Equipe du FLN entre négligence et récupération

En marge de cette conférence, Mohamed Maouche, un des joueurs ayant composé l’équipe du FLN, est intervenu pour parler de la situation «gênante» à laquelle le premier contingent des joueurs expatriés a été confronté à son arrivée à Tunis. Aucun officiel du FLN n’est parti les accueillir. «L’opération était secrète. C’est pour cela que personne n’était sur place pour les recevoir», a argué le natif d’El-Biar. Mais il s’avère que cette discrétion s’apparentait étrangement à un préoccupant anonymat. Surtout que lorsque Abdelaziz Ben Tifour avait contacté un militaire pour lui faire part de ses préoccupations quant au sort de ses compères et leurs familles, qui ont tout plaqué et mis en péril leurs carrières professionnelles pour rejoindre la cause algérienne et lutter pour la cause à leur manière. «Débrouillez-vous pour passer cette nuit» lui avait lancé ce membre de l’armée détachée en Tunisie.

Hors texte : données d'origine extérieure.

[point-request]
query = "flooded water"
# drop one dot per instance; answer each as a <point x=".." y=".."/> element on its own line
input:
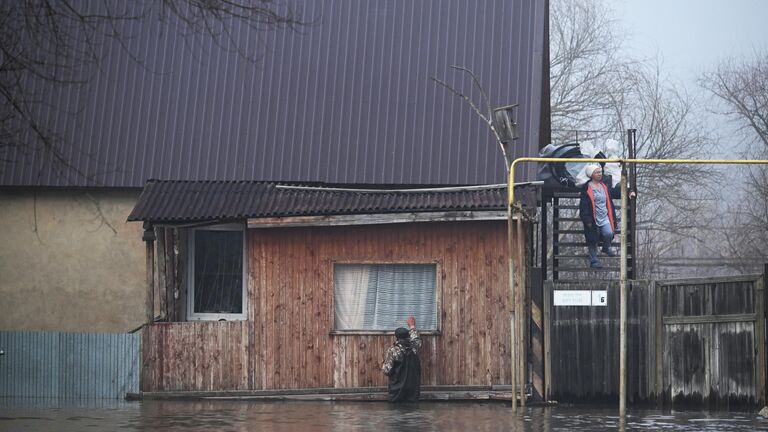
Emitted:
<point x="170" y="416"/>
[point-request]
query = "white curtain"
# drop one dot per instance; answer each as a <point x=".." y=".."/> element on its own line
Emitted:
<point x="382" y="296"/>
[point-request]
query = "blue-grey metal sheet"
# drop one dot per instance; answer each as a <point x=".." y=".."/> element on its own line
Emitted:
<point x="69" y="366"/>
<point x="347" y="99"/>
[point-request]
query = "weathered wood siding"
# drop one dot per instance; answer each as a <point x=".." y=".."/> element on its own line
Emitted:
<point x="695" y="343"/>
<point x="712" y="342"/>
<point x="196" y="356"/>
<point x="287" y="341"/>
<point x="585" y="345"/>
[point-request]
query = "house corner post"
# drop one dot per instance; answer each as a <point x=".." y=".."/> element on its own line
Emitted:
<point x="149" y="239"/>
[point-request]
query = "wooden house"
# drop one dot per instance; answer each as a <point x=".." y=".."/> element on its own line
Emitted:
<point x="334" y="156"/>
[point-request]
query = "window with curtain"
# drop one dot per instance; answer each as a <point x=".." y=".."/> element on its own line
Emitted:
<point x="382" y="296"/>
<point x="217" y="288"/>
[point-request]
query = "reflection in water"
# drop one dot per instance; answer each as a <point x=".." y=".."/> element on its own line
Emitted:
<point x="228" y="415"/>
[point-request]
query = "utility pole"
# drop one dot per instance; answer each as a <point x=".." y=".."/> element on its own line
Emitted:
<point x="623" y="297"/>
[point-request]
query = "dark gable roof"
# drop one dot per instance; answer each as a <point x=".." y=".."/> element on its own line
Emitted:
<point x="186" y="201"/>
<point x="347" y="99"/>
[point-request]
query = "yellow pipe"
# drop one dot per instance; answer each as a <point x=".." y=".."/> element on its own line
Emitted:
<point x="511" y="186"/>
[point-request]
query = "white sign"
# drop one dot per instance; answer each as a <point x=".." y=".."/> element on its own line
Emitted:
<point x="580" y="298"/>
<point x="600" y="298"/>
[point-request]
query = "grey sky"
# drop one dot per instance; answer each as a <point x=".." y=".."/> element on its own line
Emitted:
<point x="692" y="35"/>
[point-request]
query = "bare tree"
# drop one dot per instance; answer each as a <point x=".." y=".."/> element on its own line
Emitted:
<point x="741" y="87"/>
<point x="56" y="42"/>
<point x="584" y="68"/>
<point x="598" y="93"/>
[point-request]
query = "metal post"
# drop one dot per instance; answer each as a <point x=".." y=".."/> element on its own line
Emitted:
<point x="623" y="299"/>
<point x="149" y="238"/>
<point x="522" y="322"/>
<point x="513" y="307"/>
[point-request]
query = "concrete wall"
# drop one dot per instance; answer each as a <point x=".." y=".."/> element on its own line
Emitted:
<point x="69" y="261"/>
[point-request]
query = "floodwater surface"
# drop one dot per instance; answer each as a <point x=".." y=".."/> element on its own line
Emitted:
<point x="228" y="415"/>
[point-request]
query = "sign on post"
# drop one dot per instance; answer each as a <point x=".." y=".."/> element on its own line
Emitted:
<point x="580" y="297"/>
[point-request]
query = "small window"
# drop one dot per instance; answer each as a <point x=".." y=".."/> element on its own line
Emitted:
<point x="216" y="273"/>
<point x="380" y="297"/>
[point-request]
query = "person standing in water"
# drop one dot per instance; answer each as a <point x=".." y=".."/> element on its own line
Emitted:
<point x="402" y="365"/>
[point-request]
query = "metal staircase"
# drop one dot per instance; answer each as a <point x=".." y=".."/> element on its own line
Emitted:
<point x="570" y="261"/>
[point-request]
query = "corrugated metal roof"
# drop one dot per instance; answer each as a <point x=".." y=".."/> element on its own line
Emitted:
<point x="175" y="201"/>
<point x="347" y="99"/>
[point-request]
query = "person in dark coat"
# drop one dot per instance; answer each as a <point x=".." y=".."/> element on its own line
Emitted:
<point x="402" y="365"/>
<point x="597" y="213"/>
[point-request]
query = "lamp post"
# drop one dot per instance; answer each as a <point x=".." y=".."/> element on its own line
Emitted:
<point x="505" y="129"/>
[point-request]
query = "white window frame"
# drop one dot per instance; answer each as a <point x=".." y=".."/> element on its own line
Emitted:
<point x="191" y="314"/>
<point x="438" y="297"/>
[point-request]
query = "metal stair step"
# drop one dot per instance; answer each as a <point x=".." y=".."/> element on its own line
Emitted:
<point x="587" y="268"/>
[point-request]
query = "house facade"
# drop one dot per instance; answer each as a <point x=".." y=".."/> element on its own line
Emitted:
<point x="323" y="276"/>
<point x="346" y="102"/>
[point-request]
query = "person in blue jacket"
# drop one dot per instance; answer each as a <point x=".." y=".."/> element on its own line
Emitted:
<point x="597" y="213"/>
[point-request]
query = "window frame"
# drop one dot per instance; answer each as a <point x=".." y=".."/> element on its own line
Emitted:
<point x="190" y="306"/>
<point x="438" y="296"/>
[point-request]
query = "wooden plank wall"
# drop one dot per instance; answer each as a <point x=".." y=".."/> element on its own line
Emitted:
<point x="201" y="355"/>
<point x="585" y="345"/>
<point x="711" y="353"/>
<point x="287" y="342"/>
<point x="695" y="343"/>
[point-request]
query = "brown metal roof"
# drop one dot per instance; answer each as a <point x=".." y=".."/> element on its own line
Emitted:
<point x="347" y="99"/>
<point x="179" y="201"/>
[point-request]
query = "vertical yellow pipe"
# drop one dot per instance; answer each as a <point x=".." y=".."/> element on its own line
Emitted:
<point x="623" y="298"/>
<point x="521" y="312"/>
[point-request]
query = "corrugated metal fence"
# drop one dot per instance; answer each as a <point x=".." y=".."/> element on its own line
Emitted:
<point x="69" y="365"/>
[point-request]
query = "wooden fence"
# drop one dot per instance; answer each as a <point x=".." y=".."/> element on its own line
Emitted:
<point x="695" y="342"/>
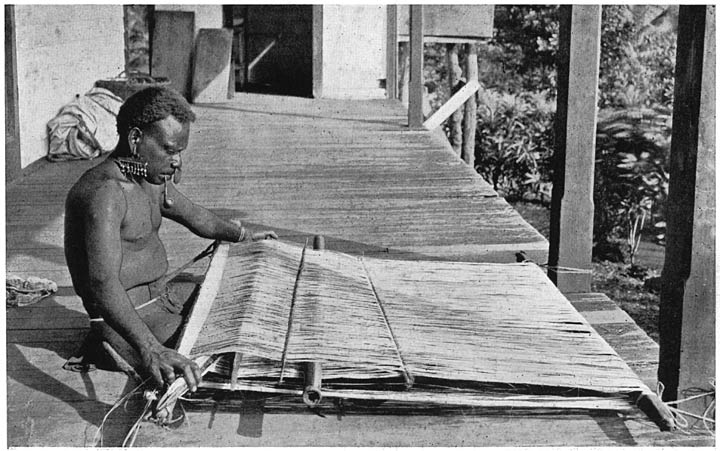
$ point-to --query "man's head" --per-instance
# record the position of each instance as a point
(151, 105)
(154, 127)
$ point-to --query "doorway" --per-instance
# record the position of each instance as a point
(273, 49)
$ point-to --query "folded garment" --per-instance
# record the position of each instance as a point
(20, 292)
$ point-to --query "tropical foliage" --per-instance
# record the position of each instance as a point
(516, 110)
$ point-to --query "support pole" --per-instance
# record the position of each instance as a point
(391, 77)
(470, 117)
(571, 217)
(454, 76)
(697, 345)
(416, 89)
(683, 279)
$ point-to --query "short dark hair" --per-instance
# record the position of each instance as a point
(151, 105)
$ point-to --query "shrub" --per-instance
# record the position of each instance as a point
(514, 140)
(631, 178)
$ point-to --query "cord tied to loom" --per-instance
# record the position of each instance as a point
(680, 415)
(521, 257)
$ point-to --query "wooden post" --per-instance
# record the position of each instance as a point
(470, 118)
(404, 72)
(391, 77)
(416, 89)
(697, 345)
(13, 167)
(684, 281)
(571, 217)
(317, 50)
(454, 76)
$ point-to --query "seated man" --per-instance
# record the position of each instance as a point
(116, 259)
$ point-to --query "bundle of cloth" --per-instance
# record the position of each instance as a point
(85, 127)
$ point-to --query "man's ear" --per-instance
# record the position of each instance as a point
(134, 137)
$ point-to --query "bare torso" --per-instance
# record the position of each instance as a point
(144, 259)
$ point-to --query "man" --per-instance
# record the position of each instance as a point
(112, 247)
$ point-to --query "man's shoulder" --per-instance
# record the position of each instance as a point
(98, 184)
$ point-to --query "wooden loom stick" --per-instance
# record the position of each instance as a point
(409, 378)
(283, 360)
(312, 394)
(601, 403)
(191, 330)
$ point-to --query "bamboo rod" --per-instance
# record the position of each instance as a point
(451, 106)
(470, 117)
(450, 399)
(312, 394)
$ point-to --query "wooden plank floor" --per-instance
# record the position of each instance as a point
(348, 170)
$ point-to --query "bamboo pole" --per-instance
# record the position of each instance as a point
(391, 80)
(454, 76)
(571, 217)
(416, 89)
(312, 393)
(470, 119)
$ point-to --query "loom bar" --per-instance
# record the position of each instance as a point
(312, 394)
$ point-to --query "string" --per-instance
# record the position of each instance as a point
(98, 438)
(680, 415)
(150, 397)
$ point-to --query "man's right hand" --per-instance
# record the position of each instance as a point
(163, 363)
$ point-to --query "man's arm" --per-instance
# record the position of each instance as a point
(205, 223)
(104, 213)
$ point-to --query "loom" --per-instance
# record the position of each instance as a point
(273, 317)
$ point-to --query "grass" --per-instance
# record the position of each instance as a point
(619, 281)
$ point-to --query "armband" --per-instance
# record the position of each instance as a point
(242, 235)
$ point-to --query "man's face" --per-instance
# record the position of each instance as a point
(160, 145)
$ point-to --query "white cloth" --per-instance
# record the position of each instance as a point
(85, 127)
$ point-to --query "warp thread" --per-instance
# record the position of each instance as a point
(98, 438)
(680, 415)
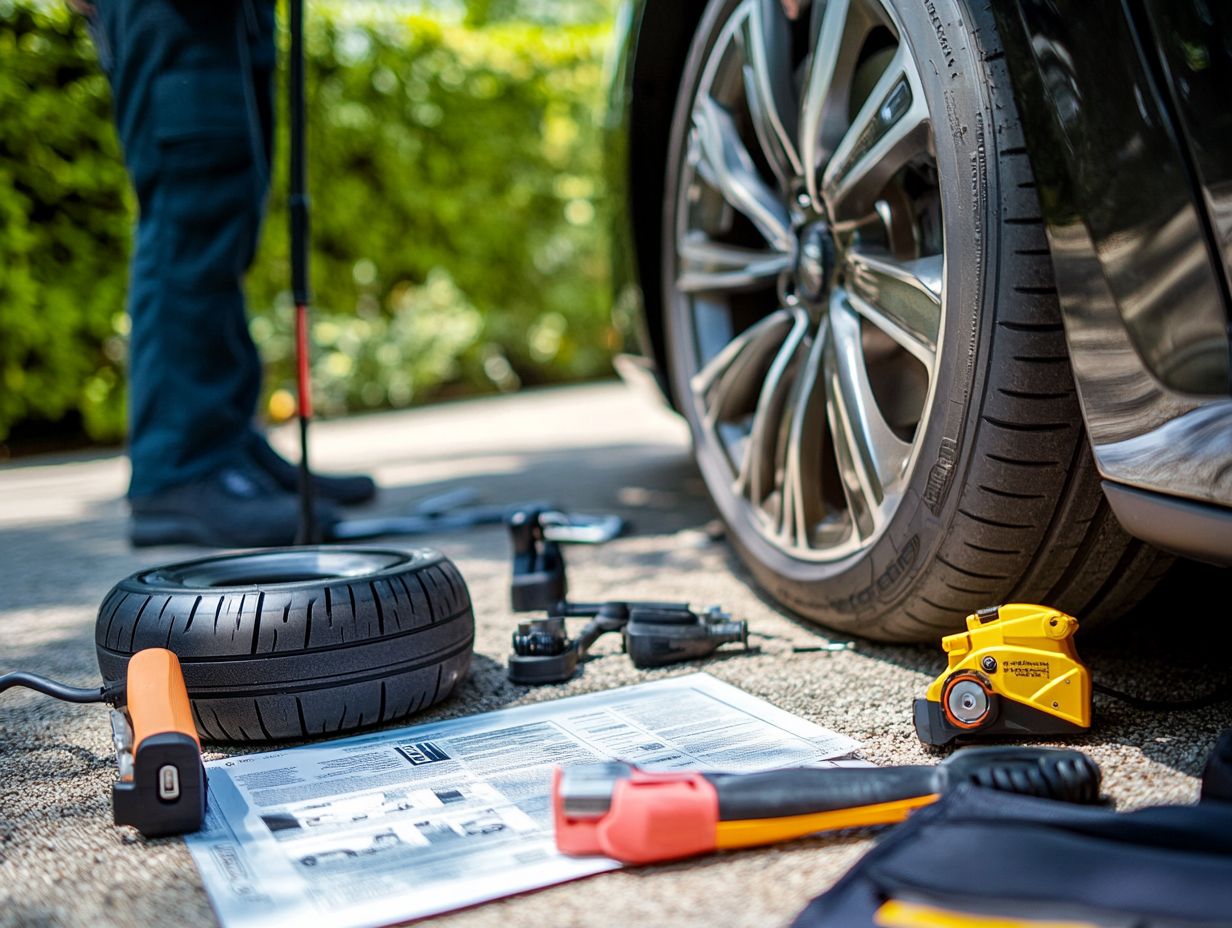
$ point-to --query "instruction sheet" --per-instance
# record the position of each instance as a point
(399, 825)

C’était avant de savoir que des journalistes français et étrangers allaient débarquer en Tunisie pour enquêter sur ces footballeurs déserteurs et les raisons les ayant poussés à tout plaquer. A partir de là, les responsables algériens ont pris conscience de l’impact qu’une équipe de football pourrait avoir dans ce combat pour la Liberté. Cela ressemble à de la récupération politique pour une démarche qui a été banalisée, voire complètement négligée par les politiciens algériens de l’époque. Les zones d’ombre sont là. Comme pour dire que des secrets, peut-être fâcheux, de cette époque sont gardés pour préserver le «mythe».